Look at this graffiti. Isn’t it fantastic? Hilarious, pun-tacular and inexplicably written in powder blue liquid chalk. That’s what I love about this place: every day I find at least one little thing that makes me grin stupidly in public, usually in front of a mass of people failing to see the humour in a small dog carrying a Brötchen or a man accidentally throwing his phone onto the train tracks immediately before the arrival of the S-Bahn. Odd considering this is a nation that invented the word ‘Schadenfreude’.
Every little weirdness is like a little present and now, as I come slowly to the end of my year abroad, they are becoming a little like the chocolate in an advent calendar; I’m excited to see what’s coming each day, and excited about the thing they are leading up to, but I really don’t want the days of regular pre-breakfast chocolate to end. For this post, here are a few of my favourite little ‘Berlin Niblets’ thus far.

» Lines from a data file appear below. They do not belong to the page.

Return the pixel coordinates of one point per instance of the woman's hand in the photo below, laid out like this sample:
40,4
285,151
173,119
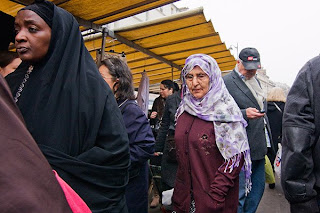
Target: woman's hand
153,114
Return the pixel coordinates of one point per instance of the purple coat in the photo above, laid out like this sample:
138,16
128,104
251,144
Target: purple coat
201,169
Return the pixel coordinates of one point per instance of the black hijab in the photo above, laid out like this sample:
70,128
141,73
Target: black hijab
73,116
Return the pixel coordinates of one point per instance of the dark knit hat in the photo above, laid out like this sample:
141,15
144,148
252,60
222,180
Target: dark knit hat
43,8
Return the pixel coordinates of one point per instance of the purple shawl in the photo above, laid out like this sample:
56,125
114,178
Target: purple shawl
219,107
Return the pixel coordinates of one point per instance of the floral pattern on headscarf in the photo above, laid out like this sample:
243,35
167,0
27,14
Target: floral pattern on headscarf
219,107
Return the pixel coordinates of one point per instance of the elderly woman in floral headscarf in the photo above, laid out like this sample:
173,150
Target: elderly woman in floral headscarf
211,141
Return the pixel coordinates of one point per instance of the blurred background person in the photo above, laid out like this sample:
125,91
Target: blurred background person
165,141
211,141
276,101
166,89
68,108
141,141
9,62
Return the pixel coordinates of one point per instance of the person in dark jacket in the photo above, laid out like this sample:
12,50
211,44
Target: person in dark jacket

It was hot. No, she’s not dead.
Everything was dead in the Botanical Gardens except for a few flowers in a perfect queue. How come inanimate plants are more willing to get into a straight line than all the children I teach? I know that English people are renowned for our love of waiting for things in an orderly row so much that we invented the phrase “after you” simply to perpetuate the pleasure of queuing for as long as possible. But to German kids the idea is simply alien; one can rephrase the request using all vocabulary available, one can mime standing in a line (admittedly hard if you are one person, but this is why everyone ought to study interpretive dance), one can offer bribes of smeary green stamps to the people who get the concept of one being behind another, but it just doesn’t work. I have achieved the greatest amount of success by making the kids get into a snake behind me and follow me for a bit, but they often like to take it a little far by hanging onto the back of my cardigan and attempting to “water-ski” around the room with my propulsion. One kid is particularly obsessed with simply placing her hands on my buttocks as we wander around the room. The things I do for teaching.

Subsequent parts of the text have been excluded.